Know the long-term considerations
As the technical implementation progresses, ensure that a set of processes is created to sustain the SIEM in the long term. Here, manuals, the set of standardized written procedures to complete repetitive information technology (IT) processes within the company, are the great support. They give the development team a coherent set of standards to follow. The format doesn't really matter; The important thing is to focus on invoking the right processes and providing basic guidance on how to follow them.

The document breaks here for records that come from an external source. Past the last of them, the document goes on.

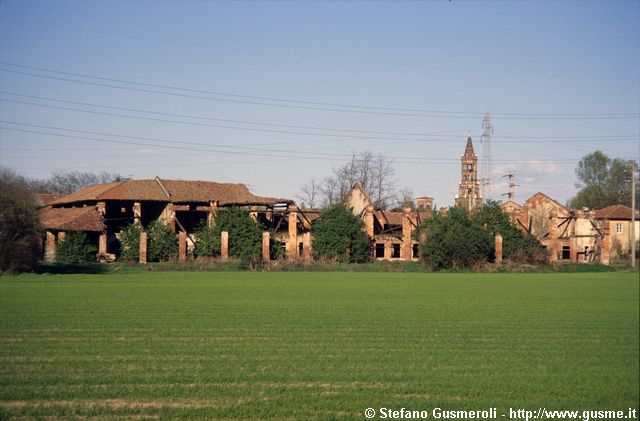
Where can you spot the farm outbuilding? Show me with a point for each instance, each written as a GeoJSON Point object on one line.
{"type": "Point", "coordinates": [103, 210]}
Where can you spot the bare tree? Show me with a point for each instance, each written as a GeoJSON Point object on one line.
{"type": "Point", "coordinates": [71, 181]}
{"type": "Point", "coordinates": [375, 173]}
{"type": "Point", "coordinates": [405, 199]}
{"type": "Point", "coordinates": [310, 193]}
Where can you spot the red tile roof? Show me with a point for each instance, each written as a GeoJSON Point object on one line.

The long term: working with the supplier after the sale
Supplier management is an art once the deal is closed. The most important practice is to conduct quarterly business review meetings to evaluate all aspects of the supplier-customer collaboration. First, provide feedback to the supplier about the product, service or business commitment. The supplier then shares the roadmap and receives feedback. Then together you discuss enterprise-level collaborations, such as joint marketing (case studies, for example) or partnerships (getting the SIEM vendor to work well with other security vendors).
Summary
To get the most out of your SIEM investment, these six tips may be useful, adapted to the reality of your organization:
- Prepare carefully for the evaluation with a comprehensive sizing exercise.
- Conduct an assessment that executes all aspects of the vendor's SIEM practice.
- Obtain all implementation costs.
- Prioritize data sources and prepare a one- to two-year plan for data ingestion.
- Thoroughly document SIEM workflows and manuals.
- Establish quarterly meetings with the supplier's executive team to address outstanding issues and align with strategy.